What is page speed optimization and how important is this factor to your overall website ranking? Your page speed is technically how long it takes the content of a specific page on your website to load completely – or in more technical terms, “time to first byte”, which the time it takes for your client’s browser to get the first byte of data from your web server. Just like site speed which measures how fast a sample of page views on your website, page speed is critical to your search rankings.
Several reports are saying, including Google admitting in 2010, that site speed due to the high relevance of page speed, is used as a web search ranking factor. Now that this is the case, how can you optimize page speed and improve your search rankings? Read on to learn more.
Site speed as Google’s page ranking signal
Since Google’s admission to the importance of page speed, we’ve seen several tutorials on how to understand page speed and improve it for your website. Given Google’s reputed tight-lipped stance on what makes for their ranking factors, it’s understandable to see the level of importance users have paid to page speed since the announcement.
In my view, page speed would be critical to Google owing to the fact that good user experience is one of its chief aim for its users. It’s now important to take measures to get your page speed right by focusing on the following areas.
1. Time to first byte (TTFB)
An area to focus on to get insight on how to improve your page speed is how long it takes your browser to receive the first byte of information from your web server. This is what is technically known as “time to first byte”.
A perfect tool to evaluate this is Google’s PageSpeed Insights, which measures reports from the FCP (First Content Paint) and DCL (DOM Content Loaded) by polling data from CrUX (Chrome User Experience Report).

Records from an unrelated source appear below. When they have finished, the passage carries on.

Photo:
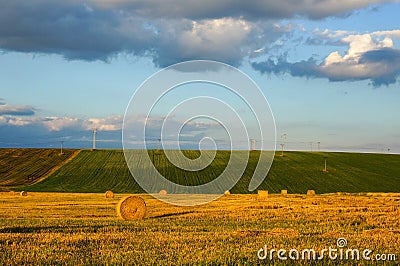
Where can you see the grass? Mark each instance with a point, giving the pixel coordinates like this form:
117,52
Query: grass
26,166
83,229
296,172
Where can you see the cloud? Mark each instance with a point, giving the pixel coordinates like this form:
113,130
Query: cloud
257,9
15,110
168,31
370,56
16,131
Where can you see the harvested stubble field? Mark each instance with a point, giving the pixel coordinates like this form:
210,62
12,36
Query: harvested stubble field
76,229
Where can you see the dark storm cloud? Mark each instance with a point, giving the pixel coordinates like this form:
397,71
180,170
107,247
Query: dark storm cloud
168,31
250,10
381,66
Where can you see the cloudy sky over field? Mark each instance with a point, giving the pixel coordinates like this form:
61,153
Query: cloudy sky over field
329,69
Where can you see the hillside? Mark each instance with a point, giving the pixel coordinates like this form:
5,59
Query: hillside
27,166
297,172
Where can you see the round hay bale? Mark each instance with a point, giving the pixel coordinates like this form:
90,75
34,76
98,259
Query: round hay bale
310,192
109,194
262,194
131,208
163,192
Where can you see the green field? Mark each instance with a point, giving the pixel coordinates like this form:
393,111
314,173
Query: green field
296,172
27,166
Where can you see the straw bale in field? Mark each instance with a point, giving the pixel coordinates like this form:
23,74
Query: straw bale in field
109,194
131,208
310,192
163,192
262,194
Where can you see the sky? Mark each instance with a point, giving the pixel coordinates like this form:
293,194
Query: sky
329,69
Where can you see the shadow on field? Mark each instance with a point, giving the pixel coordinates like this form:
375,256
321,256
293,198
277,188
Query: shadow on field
170,214
41,229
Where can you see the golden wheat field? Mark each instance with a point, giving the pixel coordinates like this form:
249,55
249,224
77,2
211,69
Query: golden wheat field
82,229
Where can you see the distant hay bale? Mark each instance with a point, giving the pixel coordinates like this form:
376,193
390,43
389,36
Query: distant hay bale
163,192
262,194
310,192
131,208
109,194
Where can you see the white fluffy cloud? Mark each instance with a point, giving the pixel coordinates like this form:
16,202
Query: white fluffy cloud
370,56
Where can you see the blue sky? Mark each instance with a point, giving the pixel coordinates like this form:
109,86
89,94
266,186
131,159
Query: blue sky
329,69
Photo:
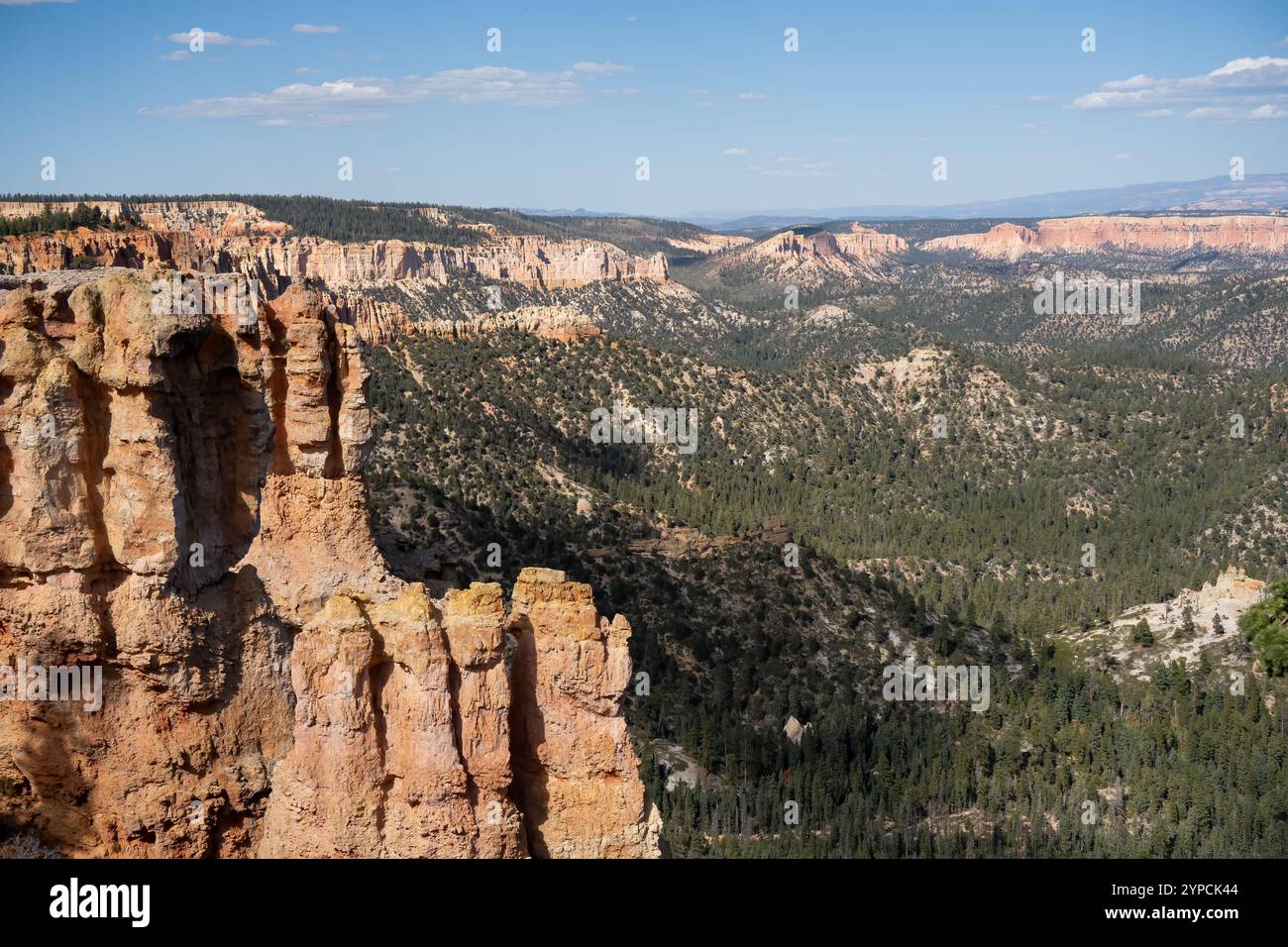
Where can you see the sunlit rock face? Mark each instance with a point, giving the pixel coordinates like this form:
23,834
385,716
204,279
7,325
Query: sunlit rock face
180,506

Running a test using Google’s PageSpeed Insights doesn’t only provide you with site speed data but also includes suggestions on areas to work on to improve speed. An example is a test on NYTimes/section/politics which returned 45% for the desktop and 34% for mobile – which is actually more important.
2. Your web hosting
While most would go ahead and start tweaking their web design and looking at what plugins may cause a lag in page speed, the culprit is not always obvious.
Your web host would play the biggest role in how fast the pages of your website loads. You can run a lean one-page website on some hosting services and still come short on the page speed or website speed.
According to a guide on website speed published by Kinsta, mediocre web-hosting contributes significantly to how fast a website loads. Factors such as geographic proximity to users (cloud hosts are superior in this regard), the volume of clients on a single server and the size of a server’s RAM and bandwidth limit all contribute to the performance of a website hosted on any giving server.
Since 74% of users will never return to a website that takes longer than 4 seconds to load, a poor hosting provider could cost you thousands of dollars in lost revenue opportunities. This is not counting the loss of traffic as a result of negative search rankings from poor SEO.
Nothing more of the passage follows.